Большого опыта половой жизни у Бродяги не было, но по рассказам старших бывалых товарищей он знал, что надо сказать что-то приятное. Как назло, ничего, кроме «Post coitum omnia animalia tristia sunt» («Каждое животное печально после соития»), в голову не пришло. Явно не подходит – мудро решил он и сказал просто:

– О тебе, о тебе думаю.

Тут же, как и следовало ожидать, последовал уточняющий вопрос:

– А что ты обо мне думаешь?

Хочет, чтоб я сказал: «Люблю!», – смекнул Валера. И тут же озвучил свою догадку. Он не врал. Дело в том, что было ему восемнадцать лет, и он не видел тонкой семантической разницы между словами «люблю» и «хочу». В юности, как известно, каждую мгновенную эрекцию принимаешь за вечную любовь. Любая девушка, которая хоть немного симпатична, сразу нравится. А если она не симпатична, но улыбчивая, то, безусловно, становится симпатичной и нравится тоже.

– Правда, любишь? – не унималась Белка.

– Я тебе справку выпишу! – пошутил Валера, и подружка поняла, что большего не добиться.

Вдруг она посмотрела на часы и удивлённо воскликнула:

– Полдвенадцатого!

Ребята, не сговариваясь, бросились одеваться, чтобы встретить Новый год как положено, за столом и с шампанским. Неожиданно раздался настойчивый стук в дверь. Валера вопросительно посмотрел на подружку – она недоуменно пожала плечами.

– Не открываем, – одними губами сказал Бродяга.

– Дочка, это мы! – послышался женский голос за дверью. Белла широко раскрыла глаза и рот, да так и застыла. Валера чертыхнулся и продолжил одеваться. – Ну, где ты там? Долго мы будем стоять под дверью? – раздался нетерпеливый мужской голос, и Валера понял, что папа тоже здесь.

Белка потуже запахнула халат и обреченно пошла открывать. Перед дверью она постаралась придать лицу радостное и немного удивлённое выражение. Удивление без особых усилий получилось предельно натуральным. А вот радость – так себе… Станиславский бы точно сказал: «Не верю!» Как говорится, над сценическим образом ещё работать и работать.

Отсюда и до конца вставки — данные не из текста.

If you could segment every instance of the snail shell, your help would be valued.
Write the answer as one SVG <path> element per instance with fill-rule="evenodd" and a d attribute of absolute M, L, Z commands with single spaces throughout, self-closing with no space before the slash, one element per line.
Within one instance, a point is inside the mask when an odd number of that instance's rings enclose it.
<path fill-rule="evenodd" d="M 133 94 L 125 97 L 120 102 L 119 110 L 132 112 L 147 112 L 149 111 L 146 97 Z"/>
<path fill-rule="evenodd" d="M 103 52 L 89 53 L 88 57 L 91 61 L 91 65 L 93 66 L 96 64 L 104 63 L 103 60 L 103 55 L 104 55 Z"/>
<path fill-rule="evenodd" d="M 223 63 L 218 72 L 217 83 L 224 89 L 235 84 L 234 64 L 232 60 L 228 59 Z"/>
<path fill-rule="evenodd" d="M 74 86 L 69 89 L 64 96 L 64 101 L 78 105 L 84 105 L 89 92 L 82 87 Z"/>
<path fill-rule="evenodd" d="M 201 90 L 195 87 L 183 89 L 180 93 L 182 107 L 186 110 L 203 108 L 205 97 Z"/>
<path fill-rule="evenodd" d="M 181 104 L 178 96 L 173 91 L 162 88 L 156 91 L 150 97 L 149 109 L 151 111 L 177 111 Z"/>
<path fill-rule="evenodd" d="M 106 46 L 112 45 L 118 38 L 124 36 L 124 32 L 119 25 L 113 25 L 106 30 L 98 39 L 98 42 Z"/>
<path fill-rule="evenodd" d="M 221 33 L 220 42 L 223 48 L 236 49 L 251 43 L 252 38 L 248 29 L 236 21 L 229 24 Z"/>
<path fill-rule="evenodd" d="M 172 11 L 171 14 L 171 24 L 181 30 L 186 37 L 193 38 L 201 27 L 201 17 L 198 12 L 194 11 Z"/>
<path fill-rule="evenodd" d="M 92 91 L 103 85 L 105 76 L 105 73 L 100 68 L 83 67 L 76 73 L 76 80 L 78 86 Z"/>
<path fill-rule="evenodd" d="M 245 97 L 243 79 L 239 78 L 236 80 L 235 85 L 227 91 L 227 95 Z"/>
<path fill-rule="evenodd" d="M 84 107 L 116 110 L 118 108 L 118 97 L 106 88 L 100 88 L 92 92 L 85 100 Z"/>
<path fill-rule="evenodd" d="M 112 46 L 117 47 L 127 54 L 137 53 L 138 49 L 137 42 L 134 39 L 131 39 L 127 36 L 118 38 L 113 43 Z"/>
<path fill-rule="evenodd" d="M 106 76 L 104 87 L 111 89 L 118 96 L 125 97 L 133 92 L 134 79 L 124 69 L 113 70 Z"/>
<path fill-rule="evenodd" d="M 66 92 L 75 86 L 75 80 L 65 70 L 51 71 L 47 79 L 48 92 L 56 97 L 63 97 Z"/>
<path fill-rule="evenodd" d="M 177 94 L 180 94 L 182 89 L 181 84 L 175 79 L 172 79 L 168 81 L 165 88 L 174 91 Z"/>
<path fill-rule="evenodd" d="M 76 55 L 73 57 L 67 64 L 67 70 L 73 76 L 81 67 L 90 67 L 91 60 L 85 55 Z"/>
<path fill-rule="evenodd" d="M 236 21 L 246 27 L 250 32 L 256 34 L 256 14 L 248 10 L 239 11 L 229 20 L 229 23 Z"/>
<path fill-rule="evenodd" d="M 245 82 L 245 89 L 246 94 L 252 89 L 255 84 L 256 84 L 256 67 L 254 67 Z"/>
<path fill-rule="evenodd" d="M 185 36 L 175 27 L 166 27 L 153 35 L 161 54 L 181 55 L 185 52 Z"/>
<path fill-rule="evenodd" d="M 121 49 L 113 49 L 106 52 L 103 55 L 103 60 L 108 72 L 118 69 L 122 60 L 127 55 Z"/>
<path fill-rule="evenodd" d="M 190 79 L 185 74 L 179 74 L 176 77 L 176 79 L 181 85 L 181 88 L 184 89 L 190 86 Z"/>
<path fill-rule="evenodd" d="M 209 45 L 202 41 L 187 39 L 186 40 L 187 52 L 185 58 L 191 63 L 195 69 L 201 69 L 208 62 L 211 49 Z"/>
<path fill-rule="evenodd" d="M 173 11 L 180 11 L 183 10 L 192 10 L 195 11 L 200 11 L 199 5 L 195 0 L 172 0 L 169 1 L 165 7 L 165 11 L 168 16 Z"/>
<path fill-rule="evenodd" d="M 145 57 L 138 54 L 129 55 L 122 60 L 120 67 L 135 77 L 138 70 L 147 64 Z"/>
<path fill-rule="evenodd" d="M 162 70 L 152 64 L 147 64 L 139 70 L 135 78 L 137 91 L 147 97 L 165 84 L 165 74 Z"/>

Валера уже успел одеться и даже расправил смятое одеяло. Родители и младшая сестра вошли в комнату и немедленно принялись осматривать местность на предмет прямых и косвенных признаков половой жизни. Однако на первый взгляд ничего подозрительного, кроме Валерки, разумеется, в комнате не нашли. Обнялись, поцеловались, и мама опытной рукой незаметно провела по дочкиной спине. Лифчика не обнаружила, скользнула ниже – трусики явно отсутствовали. Белка осознала, что мамочку обмануть не удалось. В её глазах застыл смертельный ужас человека, висящего над пропастью, на дне которой ожидает голодный тигр. Каждое мгновенье казалось последним. И выхода, увы, не было! Но мудрая женщина сделала знак глазами – дескать, не выдам родную дочь. Это, мол, так – исключительно внутренняя проверка. И как ни в чём не бывало, проворковала:

– Как я рада тебя видеть, Белочка!

Потом повернулась к Валере и сказала как родному:

– Меня зовут Лидия Георгиевна, это – Валентин Егорович, а вот и Маруся – младшенькая наша…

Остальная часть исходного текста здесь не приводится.